Relatos de Qíahn: Qíahn Tactics (I)

Capítulo I, entrega 1

Atravesando en zigzag un túnel olvidado, uno de tantos supervivientes del planeta Tierra caminaba ensimismado rumbo a Ínsula Dos. Andaba tan desinhibido que, cada dos por tres, aminoraba el paso y se detenía a contemplar esas esculturas tan efímeras de los vapores al envolver las estalactitas y estalagmitas de cualquier atajo entre galerías. Y entre nubes, absorto en las imágenes de su pensamiento, el minero libre acudía en paz y puntual a la cita periódica con el rastreador de turno.

En esta ocasión iba directo a la entrevista rutinaria con un divago: ciudadano joven que sabe leer y escribir. La etapa de inserción cívica del rastreador consistía en recoger la oralidad de las comunidades hablantes que agrupa su ínsula o, como se dice coloquialmente, la ciudad araña en la que nació. Es una verdadera faena de campo, la de escuchar y escuchar antes de referir cada historia, anécdota o curiosidad para evitar su pérdida y, desde luego, para recordar con el propósito de aprehender qué ocurrió entonces y cómo empezar de nuevo. Algunos mundos están compuestos de átomos y otros de palabras, suele oírse.

Era de esperar que el muchacho quisiera saber acerca de la naturaleza de ciertos oblidaderos sellados, de los próximos aisladeros por destapar, de la penúltima y caótica evacuación provocada por inoportunas fugas de metano. O tal vez solo pretendía que le detallase los pormenores de la pronta inauguración del Gran Canal, obra patrocinada por los comerciantes de nubes, vía óptima para agilizar la retroalimentación y el negocio del turismo con Ínsula Uno.
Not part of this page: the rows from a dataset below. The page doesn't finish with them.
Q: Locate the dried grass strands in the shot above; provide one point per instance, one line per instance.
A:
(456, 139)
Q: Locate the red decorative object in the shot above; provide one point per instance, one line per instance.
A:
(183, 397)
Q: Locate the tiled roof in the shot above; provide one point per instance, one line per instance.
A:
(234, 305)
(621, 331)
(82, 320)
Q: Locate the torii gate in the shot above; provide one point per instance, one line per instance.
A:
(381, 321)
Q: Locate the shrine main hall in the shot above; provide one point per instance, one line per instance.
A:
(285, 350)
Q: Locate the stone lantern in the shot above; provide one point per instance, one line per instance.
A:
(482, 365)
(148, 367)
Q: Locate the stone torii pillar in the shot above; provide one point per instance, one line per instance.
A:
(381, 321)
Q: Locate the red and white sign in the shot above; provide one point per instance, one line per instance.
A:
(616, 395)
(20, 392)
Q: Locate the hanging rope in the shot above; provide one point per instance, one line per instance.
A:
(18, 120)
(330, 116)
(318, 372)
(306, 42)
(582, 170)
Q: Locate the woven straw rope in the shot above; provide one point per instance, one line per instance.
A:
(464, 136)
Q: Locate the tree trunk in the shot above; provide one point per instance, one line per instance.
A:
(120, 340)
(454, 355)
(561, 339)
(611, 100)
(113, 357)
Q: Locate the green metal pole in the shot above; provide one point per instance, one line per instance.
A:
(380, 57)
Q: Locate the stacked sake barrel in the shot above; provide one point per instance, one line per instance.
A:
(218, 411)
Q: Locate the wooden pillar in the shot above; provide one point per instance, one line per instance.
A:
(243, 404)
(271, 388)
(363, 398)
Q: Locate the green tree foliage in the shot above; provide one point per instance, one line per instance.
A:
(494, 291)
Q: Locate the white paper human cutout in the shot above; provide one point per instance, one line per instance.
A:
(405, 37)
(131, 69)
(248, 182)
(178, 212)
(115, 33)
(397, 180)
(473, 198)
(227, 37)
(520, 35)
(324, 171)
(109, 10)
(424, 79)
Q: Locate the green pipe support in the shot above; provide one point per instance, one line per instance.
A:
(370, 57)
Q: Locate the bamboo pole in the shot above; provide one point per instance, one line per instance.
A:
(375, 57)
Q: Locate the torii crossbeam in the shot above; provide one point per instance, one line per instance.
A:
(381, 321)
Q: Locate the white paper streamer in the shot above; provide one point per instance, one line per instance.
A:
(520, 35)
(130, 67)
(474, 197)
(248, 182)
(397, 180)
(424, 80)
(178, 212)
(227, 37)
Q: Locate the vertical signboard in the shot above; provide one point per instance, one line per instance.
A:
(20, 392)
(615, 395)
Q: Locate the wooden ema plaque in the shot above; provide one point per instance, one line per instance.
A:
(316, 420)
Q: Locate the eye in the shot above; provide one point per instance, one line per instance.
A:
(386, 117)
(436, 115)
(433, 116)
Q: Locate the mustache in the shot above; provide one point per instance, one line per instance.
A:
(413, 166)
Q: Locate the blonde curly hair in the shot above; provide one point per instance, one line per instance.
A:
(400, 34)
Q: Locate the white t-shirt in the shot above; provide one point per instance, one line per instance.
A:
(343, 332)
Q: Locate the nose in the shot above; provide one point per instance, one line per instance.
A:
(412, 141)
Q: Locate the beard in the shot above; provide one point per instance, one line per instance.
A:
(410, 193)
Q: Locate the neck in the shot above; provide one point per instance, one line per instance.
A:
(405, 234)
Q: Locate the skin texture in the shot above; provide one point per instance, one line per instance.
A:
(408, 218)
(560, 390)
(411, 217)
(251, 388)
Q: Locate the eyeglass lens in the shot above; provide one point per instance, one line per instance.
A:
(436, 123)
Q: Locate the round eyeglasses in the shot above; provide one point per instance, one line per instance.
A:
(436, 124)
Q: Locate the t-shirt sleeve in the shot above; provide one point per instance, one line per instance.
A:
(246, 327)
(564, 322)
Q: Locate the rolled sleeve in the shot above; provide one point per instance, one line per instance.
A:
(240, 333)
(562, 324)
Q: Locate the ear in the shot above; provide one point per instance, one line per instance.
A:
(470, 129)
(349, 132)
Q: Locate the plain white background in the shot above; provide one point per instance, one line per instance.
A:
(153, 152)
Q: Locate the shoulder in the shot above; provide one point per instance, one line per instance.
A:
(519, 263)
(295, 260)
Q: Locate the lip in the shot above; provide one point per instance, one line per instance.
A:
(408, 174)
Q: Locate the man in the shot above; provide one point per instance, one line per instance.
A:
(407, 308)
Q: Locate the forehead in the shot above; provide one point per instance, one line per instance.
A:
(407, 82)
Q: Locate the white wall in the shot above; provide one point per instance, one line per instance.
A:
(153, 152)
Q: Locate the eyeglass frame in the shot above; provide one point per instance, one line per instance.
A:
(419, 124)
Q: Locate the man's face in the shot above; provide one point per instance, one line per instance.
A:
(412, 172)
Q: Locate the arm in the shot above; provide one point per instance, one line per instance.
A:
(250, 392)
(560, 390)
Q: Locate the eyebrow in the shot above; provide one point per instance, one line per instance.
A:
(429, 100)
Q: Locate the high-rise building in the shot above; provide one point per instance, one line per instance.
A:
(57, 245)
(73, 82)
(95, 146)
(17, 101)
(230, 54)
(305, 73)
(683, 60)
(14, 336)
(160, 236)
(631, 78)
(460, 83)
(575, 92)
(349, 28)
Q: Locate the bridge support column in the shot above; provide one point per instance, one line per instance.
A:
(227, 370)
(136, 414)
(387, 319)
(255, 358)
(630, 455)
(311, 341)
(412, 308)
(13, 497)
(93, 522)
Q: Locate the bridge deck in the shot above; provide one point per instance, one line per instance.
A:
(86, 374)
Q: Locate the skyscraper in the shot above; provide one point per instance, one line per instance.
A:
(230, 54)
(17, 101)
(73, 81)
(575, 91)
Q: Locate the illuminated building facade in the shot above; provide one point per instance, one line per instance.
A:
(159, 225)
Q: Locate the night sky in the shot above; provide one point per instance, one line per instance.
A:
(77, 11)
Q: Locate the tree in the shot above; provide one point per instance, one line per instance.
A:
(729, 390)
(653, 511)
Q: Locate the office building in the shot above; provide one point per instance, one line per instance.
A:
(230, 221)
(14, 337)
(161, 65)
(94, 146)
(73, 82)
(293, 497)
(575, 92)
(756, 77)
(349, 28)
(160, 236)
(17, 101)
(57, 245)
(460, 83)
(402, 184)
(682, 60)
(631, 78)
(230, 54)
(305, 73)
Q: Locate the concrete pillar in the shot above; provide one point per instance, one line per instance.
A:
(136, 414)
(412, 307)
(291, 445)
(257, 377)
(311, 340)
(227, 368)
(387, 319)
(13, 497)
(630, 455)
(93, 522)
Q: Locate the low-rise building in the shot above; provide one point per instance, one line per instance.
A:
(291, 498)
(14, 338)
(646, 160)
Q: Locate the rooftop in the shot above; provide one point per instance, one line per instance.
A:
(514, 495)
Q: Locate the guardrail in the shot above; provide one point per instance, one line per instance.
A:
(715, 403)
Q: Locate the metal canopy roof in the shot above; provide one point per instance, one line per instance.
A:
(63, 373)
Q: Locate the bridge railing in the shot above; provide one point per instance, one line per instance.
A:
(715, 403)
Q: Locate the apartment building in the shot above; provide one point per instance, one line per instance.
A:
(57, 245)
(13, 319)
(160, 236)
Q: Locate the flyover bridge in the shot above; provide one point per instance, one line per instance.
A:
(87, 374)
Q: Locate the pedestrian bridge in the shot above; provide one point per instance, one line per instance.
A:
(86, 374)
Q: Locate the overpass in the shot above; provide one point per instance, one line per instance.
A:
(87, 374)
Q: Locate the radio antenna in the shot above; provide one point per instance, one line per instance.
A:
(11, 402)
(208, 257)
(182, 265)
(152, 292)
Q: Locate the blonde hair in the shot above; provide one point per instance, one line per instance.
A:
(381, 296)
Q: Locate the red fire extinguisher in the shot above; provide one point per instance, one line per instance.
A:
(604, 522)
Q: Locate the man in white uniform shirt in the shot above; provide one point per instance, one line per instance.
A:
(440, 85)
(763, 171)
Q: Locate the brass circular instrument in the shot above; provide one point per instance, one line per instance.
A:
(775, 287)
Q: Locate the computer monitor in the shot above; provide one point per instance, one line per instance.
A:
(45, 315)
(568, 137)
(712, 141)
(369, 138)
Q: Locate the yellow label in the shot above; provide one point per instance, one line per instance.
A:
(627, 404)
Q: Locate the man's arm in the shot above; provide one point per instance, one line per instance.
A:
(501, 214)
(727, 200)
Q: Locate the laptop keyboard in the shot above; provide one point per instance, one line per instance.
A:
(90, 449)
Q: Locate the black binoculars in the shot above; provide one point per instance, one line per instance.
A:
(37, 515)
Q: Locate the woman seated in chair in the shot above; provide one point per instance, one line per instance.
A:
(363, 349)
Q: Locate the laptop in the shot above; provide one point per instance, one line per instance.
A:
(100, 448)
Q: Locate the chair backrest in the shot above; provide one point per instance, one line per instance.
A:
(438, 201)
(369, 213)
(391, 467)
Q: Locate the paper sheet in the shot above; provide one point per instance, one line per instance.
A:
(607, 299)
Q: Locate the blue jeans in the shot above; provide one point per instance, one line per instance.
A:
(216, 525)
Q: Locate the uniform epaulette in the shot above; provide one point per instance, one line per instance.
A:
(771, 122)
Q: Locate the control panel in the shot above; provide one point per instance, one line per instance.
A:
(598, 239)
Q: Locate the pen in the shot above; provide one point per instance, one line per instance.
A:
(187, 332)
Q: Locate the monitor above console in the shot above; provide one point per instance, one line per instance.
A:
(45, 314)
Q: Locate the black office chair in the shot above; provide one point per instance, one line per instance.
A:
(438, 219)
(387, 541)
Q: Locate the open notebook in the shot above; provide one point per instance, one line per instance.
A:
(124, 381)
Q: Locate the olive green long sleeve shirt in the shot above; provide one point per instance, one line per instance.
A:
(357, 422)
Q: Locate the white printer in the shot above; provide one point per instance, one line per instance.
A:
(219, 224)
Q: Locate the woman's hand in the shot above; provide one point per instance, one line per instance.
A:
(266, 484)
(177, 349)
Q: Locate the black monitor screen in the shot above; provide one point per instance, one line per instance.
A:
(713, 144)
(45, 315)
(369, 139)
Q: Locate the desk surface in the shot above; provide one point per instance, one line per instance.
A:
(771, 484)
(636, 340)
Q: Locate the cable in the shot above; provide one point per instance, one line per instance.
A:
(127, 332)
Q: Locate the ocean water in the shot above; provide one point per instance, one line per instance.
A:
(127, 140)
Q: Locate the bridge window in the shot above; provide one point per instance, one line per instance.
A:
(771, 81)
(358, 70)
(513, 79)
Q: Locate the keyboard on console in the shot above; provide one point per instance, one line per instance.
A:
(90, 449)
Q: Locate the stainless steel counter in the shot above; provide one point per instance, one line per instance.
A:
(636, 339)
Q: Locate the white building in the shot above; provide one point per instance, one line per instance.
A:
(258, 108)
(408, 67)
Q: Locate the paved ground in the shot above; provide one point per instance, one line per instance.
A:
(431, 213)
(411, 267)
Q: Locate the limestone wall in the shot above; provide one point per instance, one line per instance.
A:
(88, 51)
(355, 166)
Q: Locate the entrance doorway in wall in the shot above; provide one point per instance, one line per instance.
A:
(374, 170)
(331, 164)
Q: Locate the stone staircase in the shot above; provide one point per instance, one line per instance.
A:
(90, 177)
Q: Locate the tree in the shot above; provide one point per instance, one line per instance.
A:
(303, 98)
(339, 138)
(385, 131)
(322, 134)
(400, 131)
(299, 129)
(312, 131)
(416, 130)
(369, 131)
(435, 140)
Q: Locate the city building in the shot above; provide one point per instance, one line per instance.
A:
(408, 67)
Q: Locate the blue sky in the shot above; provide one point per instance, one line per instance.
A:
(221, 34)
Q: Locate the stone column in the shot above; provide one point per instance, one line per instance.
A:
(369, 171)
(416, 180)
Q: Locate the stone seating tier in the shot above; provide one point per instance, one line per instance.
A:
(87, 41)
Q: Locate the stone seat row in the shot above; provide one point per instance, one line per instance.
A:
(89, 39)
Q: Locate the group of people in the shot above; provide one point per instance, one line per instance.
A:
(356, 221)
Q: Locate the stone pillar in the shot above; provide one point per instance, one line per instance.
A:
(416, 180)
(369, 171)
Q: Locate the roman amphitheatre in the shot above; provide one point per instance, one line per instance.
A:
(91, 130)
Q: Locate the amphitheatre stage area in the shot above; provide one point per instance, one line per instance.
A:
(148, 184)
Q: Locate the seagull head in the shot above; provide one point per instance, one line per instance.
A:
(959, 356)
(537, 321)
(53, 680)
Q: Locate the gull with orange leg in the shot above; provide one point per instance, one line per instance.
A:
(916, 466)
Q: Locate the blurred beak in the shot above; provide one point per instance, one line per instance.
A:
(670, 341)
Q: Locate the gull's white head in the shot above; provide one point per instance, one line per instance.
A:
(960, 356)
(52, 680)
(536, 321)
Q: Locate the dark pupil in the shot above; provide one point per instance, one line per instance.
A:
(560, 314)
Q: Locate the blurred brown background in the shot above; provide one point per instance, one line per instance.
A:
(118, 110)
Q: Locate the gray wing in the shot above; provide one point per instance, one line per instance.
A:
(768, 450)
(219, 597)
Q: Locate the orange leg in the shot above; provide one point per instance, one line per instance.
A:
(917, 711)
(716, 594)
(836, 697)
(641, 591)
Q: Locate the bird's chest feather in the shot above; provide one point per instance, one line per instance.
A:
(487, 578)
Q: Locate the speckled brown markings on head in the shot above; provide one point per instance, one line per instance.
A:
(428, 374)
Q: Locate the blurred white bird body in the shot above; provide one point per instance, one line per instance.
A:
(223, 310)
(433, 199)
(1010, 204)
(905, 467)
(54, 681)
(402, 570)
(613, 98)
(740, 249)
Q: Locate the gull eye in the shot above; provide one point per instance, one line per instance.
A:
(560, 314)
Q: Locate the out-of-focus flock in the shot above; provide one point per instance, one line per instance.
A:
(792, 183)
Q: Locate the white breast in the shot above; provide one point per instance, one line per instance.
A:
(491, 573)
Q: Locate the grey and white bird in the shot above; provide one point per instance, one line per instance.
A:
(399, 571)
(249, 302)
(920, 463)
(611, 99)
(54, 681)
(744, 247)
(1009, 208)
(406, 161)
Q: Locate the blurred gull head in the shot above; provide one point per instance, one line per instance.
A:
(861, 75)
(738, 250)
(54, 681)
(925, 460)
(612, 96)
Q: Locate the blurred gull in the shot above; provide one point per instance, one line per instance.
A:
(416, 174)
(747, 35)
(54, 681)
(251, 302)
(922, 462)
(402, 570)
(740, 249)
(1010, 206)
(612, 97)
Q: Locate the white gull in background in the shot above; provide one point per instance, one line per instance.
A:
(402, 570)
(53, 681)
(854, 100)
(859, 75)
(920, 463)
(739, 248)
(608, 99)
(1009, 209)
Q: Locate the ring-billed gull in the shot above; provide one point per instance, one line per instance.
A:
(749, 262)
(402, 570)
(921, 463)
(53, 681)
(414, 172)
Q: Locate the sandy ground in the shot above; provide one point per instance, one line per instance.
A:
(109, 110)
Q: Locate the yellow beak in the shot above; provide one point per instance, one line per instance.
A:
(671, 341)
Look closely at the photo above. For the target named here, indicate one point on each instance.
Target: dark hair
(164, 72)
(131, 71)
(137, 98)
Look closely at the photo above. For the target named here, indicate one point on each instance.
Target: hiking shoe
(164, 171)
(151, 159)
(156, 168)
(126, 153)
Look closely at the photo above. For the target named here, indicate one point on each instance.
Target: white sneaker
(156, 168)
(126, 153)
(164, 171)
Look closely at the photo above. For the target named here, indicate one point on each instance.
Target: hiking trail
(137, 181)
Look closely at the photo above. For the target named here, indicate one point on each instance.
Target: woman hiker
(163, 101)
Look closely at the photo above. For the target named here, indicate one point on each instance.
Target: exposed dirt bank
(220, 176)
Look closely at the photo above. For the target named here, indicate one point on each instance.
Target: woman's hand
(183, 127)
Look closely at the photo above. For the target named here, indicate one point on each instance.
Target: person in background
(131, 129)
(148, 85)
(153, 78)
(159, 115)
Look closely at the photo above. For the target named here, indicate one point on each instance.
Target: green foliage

O, por qué no, puede que le preguntase acerca de alguna desaparición. Aunque las ausencias acaecen desde siempre: personas mayores, luego niñas y niños; después familias enteras, expediciones, incluso campamentos. Todos disipados en la nada.

Quizás este divago había requerido a su instructor jefe la presencia de un minero, el nuestro, con la intención de que relatase otra vez lo del duodécimo pelotón, que sencillamente se esfumó en un abrir y cerrar de puños. Es decir, inmersos en una neblina que emanaba un calor reconfortante, deslumbrados por luces o sonidos de otra realidad, se evaporaron. Y hasta ahí el enigma de aquel pelotón minero de intrépidos cascos anaranjados.

Él estuvo con ellos; de hecho, militó en el doce. Cuando le localizaron en aquella gruta, hecho un ovillo debajo de su capote doble y en plena siesta, comprendió que nadie había hallado pista alguna de sus compañeros. Este asunto le venía a la cabeza casi siempre que divisaba el primer control de acceso a una ínsula.